The overall PCMark 10 Storage test, which runs the full storage suite, measures an SSD’s readiness for a wide variety of everyday tasks. PCMark 10 also provides some more granular measures, derived from the benchmark’s background “traces,” which assess a drive’s speed in launching particular apps and the Windows operating system.
In PCMark 10’s overall storage test, the KC3000 had the second highest score, edged out by the Crucial P5 Plus. It posted the highest score in the Call of Duty gaming test and the second highest in Overwatch. It also had a high score in launching Adobe Photoshop, tied with the ADATA S70 Blade, and had the best scores in PCMark’s ISO and file copy tests.
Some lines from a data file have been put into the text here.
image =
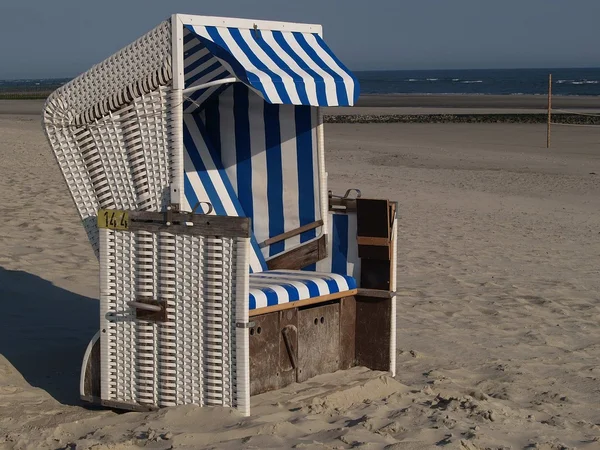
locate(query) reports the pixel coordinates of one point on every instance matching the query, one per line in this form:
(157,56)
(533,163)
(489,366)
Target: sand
(498,313)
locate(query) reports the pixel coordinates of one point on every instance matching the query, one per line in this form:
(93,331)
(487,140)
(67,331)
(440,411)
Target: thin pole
(549,110)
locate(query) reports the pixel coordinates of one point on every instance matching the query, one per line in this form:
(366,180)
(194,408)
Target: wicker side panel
(109,129)
(135,70)
(120,161)
(191,357)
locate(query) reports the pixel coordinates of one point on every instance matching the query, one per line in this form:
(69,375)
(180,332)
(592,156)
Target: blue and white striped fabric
(200,66)
(269,153)
(276,287)
(342,247)
(205,180)
(283,67)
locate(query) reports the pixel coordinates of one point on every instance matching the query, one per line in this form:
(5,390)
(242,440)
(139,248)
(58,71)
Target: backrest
(269,153)
(205,180)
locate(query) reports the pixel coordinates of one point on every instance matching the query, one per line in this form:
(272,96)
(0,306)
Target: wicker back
(109,129)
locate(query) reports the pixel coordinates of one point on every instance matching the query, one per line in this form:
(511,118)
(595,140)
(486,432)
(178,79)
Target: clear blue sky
(62,38)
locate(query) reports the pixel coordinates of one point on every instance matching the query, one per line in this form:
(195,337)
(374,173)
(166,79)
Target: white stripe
(238,53)
(227,133)
(259,168)
(333,65)
(309,81)
(191,59)
(318,189)
(209,76)
(200,100)
(330,92)
(288,82)
(289,162)
(300,275)
(280,292)
(259,279)
(194,179)
(353,263)
(211,168)
(216,180)
(201,31)
(325,264)
(260,297)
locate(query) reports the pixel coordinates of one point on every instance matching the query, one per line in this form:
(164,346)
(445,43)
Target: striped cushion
(275,287)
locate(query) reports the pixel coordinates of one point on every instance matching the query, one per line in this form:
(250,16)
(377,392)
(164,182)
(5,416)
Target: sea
(480,81)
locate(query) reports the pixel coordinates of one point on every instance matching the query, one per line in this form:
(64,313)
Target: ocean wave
(578,82)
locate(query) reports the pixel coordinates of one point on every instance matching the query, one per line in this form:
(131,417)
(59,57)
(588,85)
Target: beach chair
(195,157)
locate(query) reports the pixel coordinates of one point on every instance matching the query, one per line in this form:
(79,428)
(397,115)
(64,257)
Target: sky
(62,38)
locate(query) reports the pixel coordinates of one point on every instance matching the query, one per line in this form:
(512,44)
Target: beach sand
(498,311)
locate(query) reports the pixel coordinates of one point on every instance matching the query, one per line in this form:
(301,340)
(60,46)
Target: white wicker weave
(192,356)
(109,130)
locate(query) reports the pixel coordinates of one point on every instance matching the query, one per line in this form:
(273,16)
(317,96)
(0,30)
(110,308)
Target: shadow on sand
(44,331)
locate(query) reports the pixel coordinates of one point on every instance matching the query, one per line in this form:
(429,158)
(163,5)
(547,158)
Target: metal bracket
(344,203)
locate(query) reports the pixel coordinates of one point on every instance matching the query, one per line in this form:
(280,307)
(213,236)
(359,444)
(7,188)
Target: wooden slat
(300,257)
(347,332)
(300,303)
(365,240)
(375,293)
(214,226)
(185,223)
(291,233)
(373,316)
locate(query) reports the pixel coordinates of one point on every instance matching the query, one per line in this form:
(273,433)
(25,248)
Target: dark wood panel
(318,341)
(300,257)
(291,233)
(264,353)
(347,332)
(372,218)
(288,346)
(373,317)
(375,274)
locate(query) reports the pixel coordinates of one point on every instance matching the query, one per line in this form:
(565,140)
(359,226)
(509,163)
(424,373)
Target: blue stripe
(215,92)
(272,297)
(256,62)
(213,126)
(190,194)
(274,176)
(204,59)
(188,35)
(217,46)
(319,82)
(339,245)
(243,150)
(326,49)
(214,67)
(300,87)
(340,88)
(194,155)
(207,183)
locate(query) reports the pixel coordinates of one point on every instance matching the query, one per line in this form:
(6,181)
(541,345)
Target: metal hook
(210,207)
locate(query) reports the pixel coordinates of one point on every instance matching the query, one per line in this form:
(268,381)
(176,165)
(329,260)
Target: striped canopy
(283,67)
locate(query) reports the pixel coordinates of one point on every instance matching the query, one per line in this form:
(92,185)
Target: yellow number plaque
(113,219)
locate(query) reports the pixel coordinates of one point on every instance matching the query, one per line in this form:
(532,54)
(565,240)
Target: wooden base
(296,344)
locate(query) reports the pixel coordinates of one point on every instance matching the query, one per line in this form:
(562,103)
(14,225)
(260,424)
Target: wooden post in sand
(549,110)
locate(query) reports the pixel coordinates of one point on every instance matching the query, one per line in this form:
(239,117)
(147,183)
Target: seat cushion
(275,287)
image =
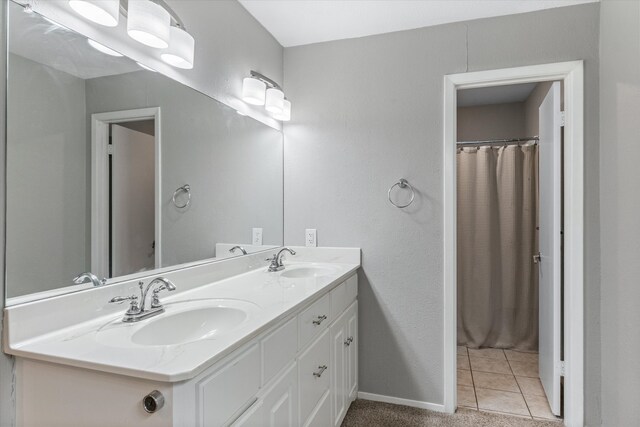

PCIe 4.0 Goodness From Kingston
Although it didn’t quite match its rated sequential read and write speeds in our tests, the Kingston KC3000 proved to be a speedy PCI Express 4 NVMe internal drive. It generally did well in our benchmarks—particularly in PCMark 10, which measures a drive’s speed in everyday tasks such as loading different programs—though poorly in the AS-SSD benchmarks that involve transferring folders of small files.
The KC3000 is one of the few internal M.2 solid-state drives—and the only TLC-based one—that we’ve tested that offers a 4TB capacity for storage-starved users. However, that model has a higher cost per gigabyte than the 2TB version and is priced considerably above the QLC-based 4TB drives we’ve reviewed. Still, with the KC3000 you get a speedy, roomy drive that performed well in most of our tests.